Saturday, April 21, 2012

Parsing in Brief


Part I. Intoduction to Parsing
A. Introduction
This is the first of a series of articles on language translation. This is commonly called “parsing”, and I will no doubt lapse from time to time into this usage, but it is better to reserve the word for one phase of translation.
The techniques I will discuss are used in compilers and interpreters, of course, but also in many more-common circumstances. For example, when you add a formula to a speadsheet, the application must translate the formula into a form it can use. Many database programs let you specify formats for input fields -- these must translate your format, and then use the result to translate the input. Consider the expression search in MPW. I guarantee you there’s a translator operating there. And, of course, my own program Idealiner uses a translator when you specify topic numbers.
All the code examples in this series of articles will be MPW tools, to minimize interface considerations. I doubt if you’ll see a single Macintosh trap before the tenth article. I will focus instead on the internals of language translation.
Language translation can be divided into three stages: first, the LEXICAL ANALYZER (also called the “scanner”) divides the input text into individual symbols, pieces like identifiers, operators and constants; then the PARSER interprets the sequence of symbols according to the language’s grammar; and lastly the CODE GENERATOR responds in an appropriate fashion to the statements the parser has processed. These three phases operate simultaneously, the parser calling the lexical analyzer for input, and then calling the code generator for output.
A(1). Parsing
The first three parts in the series will focus on parsing.
The first part of the article (this very one) will introduce parsing and the parser-generator YACC (Yet Another Compiler Compiler). YACC converts a set of GRAMMAR RULES into C source for a parser that will accept that grammar. You still have to write the lexical analyzer and the code generator (although YACC provides a framework for code generation) but YACC takes care of the most tedious part of the job.
The second part will go beneath the surface and explore the inner workings of YACC. This will be somewhat technical, and may seem unnecessary, but it will provide an essential foundation for later topics. The article will cover deriving parse tables from YACC output, parsing expressions by hand (using the parse tables), and YACC’s debug output.
The next article will discuss ambiguities, association and error detection. An understanding of the first two topics are essential to writing correct and efficient grammars. The third covers detecting and reporting errors by type and location.
A(2). Lexical Analysis
With the third article, I will return to the first stage of language translation, lexical analysis. The article will begin with a discussion of state machines, then present a simple but effective table-driven analyzer.
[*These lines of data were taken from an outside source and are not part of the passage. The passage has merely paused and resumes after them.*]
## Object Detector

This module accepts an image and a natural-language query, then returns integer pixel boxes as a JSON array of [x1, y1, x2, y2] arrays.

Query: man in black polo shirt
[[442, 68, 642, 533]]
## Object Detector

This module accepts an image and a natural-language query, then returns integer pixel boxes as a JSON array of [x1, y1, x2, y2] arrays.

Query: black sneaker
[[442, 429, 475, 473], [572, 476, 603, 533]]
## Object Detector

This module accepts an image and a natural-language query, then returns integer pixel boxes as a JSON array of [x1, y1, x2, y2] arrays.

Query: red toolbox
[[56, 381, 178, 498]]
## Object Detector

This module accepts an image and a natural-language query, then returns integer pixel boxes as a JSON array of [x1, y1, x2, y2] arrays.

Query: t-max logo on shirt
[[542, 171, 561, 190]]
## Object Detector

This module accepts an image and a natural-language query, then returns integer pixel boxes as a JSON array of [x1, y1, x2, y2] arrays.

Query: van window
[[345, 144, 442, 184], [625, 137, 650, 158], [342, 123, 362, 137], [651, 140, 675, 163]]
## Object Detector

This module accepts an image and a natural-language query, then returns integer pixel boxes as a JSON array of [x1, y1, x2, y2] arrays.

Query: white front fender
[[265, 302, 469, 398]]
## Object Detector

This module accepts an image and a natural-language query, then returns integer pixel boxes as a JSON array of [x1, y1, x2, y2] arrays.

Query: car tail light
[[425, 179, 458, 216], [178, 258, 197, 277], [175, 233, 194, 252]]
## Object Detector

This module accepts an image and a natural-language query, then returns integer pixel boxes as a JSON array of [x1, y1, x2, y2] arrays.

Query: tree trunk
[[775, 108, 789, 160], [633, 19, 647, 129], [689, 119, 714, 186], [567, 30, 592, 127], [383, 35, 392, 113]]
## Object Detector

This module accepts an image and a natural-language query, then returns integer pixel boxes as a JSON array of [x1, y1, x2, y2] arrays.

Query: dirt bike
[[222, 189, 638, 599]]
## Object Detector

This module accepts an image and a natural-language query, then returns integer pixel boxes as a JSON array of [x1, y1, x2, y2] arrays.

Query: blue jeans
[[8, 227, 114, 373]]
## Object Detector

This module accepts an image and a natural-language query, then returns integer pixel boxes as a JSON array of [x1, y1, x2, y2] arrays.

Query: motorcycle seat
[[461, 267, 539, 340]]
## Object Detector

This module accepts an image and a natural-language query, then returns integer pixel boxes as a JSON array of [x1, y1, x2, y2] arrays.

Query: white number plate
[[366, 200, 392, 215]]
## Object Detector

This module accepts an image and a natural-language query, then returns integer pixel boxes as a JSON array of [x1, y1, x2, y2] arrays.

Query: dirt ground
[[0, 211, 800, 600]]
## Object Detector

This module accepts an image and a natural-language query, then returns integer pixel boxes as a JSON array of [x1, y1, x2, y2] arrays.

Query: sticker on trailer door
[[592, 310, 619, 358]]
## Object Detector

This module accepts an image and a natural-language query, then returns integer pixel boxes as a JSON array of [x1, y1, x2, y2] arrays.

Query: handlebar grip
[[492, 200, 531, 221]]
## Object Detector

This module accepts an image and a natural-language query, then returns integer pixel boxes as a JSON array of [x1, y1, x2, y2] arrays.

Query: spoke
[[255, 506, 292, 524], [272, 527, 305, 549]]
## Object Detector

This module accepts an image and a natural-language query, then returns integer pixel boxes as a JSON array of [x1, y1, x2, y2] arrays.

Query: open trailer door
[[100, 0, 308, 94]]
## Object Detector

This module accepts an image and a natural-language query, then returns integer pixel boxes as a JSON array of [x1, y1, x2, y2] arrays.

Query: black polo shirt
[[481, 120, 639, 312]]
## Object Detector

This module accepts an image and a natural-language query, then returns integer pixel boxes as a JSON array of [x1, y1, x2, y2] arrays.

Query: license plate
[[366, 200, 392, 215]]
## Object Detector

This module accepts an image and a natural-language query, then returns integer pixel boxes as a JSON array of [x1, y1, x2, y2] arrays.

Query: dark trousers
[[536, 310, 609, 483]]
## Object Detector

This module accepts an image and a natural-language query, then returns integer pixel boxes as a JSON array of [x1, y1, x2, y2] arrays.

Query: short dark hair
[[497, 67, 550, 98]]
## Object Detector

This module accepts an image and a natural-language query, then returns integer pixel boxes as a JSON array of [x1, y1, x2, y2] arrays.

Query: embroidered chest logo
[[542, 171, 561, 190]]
The fourth article will be an excursion into a seemingly unrelated field: hash tables and binary trees. The idea is to develop some tools to increase the power of the lexical analyzer in the following article.
The fifth article will extend the analyzer by adding a symbol table. The routines developed in the fifth article will give us a way to save symbols; the example program will be an improved version of the MPW Canon tool.
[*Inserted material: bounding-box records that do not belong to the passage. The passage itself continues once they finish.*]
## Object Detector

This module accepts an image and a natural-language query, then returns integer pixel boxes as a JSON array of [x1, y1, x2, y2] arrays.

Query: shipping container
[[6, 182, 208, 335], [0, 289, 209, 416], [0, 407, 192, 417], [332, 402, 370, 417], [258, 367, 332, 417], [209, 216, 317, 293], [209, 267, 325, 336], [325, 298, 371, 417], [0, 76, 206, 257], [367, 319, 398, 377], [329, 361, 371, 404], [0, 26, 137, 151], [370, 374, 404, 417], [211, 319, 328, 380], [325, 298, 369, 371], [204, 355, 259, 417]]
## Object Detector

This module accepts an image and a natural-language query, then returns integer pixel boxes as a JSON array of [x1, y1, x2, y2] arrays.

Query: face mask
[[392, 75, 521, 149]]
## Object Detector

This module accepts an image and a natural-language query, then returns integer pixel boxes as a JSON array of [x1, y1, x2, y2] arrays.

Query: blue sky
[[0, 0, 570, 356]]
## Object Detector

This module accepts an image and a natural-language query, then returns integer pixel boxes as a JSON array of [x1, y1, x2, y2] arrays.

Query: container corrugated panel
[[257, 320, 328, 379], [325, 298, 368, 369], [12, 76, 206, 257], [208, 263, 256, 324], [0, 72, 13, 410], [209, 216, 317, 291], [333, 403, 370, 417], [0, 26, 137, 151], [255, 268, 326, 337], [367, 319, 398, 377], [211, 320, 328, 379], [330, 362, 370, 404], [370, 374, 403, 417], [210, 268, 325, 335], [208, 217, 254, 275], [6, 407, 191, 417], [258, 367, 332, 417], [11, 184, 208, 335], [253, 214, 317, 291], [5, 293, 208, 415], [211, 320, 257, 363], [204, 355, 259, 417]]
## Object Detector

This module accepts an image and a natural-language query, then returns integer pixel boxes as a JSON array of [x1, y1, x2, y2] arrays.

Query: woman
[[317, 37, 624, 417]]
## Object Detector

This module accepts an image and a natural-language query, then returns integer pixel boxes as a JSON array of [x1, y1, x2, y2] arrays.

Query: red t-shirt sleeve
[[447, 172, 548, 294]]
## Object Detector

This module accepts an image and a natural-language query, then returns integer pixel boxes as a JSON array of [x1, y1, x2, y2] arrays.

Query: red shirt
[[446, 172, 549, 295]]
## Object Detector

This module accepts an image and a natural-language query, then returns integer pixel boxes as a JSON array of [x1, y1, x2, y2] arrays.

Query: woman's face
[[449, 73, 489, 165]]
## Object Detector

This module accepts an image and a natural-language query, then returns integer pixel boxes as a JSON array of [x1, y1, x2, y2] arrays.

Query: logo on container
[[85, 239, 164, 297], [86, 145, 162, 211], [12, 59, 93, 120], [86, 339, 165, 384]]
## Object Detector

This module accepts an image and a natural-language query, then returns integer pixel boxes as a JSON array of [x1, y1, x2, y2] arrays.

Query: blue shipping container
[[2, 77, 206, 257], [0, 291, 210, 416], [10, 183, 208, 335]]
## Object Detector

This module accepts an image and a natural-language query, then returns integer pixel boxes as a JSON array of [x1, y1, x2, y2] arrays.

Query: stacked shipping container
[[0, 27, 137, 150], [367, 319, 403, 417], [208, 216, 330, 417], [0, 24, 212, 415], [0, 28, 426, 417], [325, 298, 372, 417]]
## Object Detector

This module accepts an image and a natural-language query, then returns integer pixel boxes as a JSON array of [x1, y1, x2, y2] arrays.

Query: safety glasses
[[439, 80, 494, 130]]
A(3). And a Useful Example
Now, I’m pretty sure of the preceding, because I’ve already written the articles! What follows is a forecast of what I’ll do next.
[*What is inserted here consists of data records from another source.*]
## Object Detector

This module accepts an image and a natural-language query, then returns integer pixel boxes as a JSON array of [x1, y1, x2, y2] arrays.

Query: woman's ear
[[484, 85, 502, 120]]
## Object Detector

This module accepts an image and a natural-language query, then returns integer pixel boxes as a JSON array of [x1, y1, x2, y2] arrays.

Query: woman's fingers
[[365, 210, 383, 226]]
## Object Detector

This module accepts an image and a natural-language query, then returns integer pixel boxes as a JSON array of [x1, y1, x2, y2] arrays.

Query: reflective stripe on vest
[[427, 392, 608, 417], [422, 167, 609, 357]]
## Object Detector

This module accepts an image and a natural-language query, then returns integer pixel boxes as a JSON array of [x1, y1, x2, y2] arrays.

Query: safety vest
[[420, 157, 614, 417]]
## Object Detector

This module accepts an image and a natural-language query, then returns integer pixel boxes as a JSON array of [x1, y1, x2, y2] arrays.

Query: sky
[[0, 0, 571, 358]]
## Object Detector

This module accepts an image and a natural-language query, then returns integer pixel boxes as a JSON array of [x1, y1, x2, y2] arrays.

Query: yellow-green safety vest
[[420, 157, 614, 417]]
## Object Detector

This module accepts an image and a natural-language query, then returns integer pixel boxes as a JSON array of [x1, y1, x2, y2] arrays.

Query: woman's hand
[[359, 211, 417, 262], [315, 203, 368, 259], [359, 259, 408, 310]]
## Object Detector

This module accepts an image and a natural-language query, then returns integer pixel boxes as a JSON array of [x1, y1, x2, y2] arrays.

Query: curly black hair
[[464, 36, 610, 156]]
The plan is to build an MPW tool that will preprocess either Pascal or C source files and convert inline assembly code into Pascal inline routines or C direct functions, as appropriate. That is, you will be able to write assembly language instructions, and the preprocessor will convert your assembly into machine language. Your assembler routines will be declared with high-level headers, a la Lightspeed C, and you will be able to refer to routine arguments and local variables by name, rather than indexing off the stack, a real convenience. I’m going to write this tool because, damn it, I want to use it!
This will be a major project: I’ll need to parse Pascal and C well enough to find routines, and I’ll need to parse assembler completely. I’ll then need to write a more-or-less complete assembler. It could take six or eight columns.
B. Grammar Descriptions
Here’s a reference for this topic: Compilers: Principles, Techniques and Tools, by Aho, Sethi and Ullman (Addison-Wesley 1986). You may have heard of some of these guys. I will refer to it as “ASU”.
A computer language is composed of a set of symbols (the “words” of the language), and a set of grammar rules that determine how these words are formed into statements (the “sentences” of a computer language). As I said earlier, the lexical analyzer is in charge of extracting the “words” from the input; it is the job of the parser to make meaningful “sentences” from these “words”.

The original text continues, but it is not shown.